Europa Press/Contacto/Maksim Konstantinov
MADRID 28 dez. (EUROPA PRESS) -
As autoridades internacionalmente reconhecidas do Iêmen agradeceram à Arábia Saudita por seu papel na contenção da escalada de tensão no sul do país com o Conselho de Transição do Sul (STC), o órgão político do movimento separatista do sul do Iêmen, depois de ter bombardeado a área na sexta-feira, deixando pelo menos dois agentes de segurança mortos e doze feridos.

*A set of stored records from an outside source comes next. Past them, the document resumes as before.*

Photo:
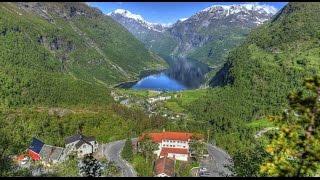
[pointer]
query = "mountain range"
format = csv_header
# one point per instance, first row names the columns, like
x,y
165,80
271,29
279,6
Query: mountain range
x,y
206,36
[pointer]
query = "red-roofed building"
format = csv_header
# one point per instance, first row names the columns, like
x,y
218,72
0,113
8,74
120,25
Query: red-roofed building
x,y
171,144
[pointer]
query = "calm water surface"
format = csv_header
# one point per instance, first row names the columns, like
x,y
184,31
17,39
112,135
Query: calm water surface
x,y
160,82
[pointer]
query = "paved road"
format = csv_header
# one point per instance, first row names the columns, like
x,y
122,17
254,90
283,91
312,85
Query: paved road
x,y
215,163
113,153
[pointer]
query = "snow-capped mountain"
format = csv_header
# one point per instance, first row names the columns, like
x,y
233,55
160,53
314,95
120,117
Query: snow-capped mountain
x,y
218,22
228,24
127,18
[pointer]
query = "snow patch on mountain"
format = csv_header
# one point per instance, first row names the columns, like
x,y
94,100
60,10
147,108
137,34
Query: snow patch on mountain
x,y
236,8
152,26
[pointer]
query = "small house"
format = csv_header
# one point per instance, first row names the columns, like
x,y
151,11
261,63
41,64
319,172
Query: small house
x,y
81,145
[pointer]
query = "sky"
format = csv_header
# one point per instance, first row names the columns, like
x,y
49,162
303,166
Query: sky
x,y
166,12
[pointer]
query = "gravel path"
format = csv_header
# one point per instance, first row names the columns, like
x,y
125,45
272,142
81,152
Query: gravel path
x,y
215,163
113,153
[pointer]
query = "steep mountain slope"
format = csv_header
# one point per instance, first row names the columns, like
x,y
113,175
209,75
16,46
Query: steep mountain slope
x,y
57,61
153,35
260,73
206,36
64,53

"O ministério aprecia muito o papel central do Reino e os esforços e sacrifícios significativos que tem feito em apoio à legitimidade, à restauração do Estado e à preservação da unidade, segurança e estabilidade do Iêmen", disse o comunicado.
Riad também exigiu no sábado que os grupos separatistas armados do sul do Iêmen abandonassem as posições que assumiram desde o início do mês no leste do país, nas províncias de Al Mahra e Hadramut.
As autoridades iemenitas consideraram essas ações úteis para "pôr fim à escalada" e "contribuir para a restauração da paz social nessas províncias".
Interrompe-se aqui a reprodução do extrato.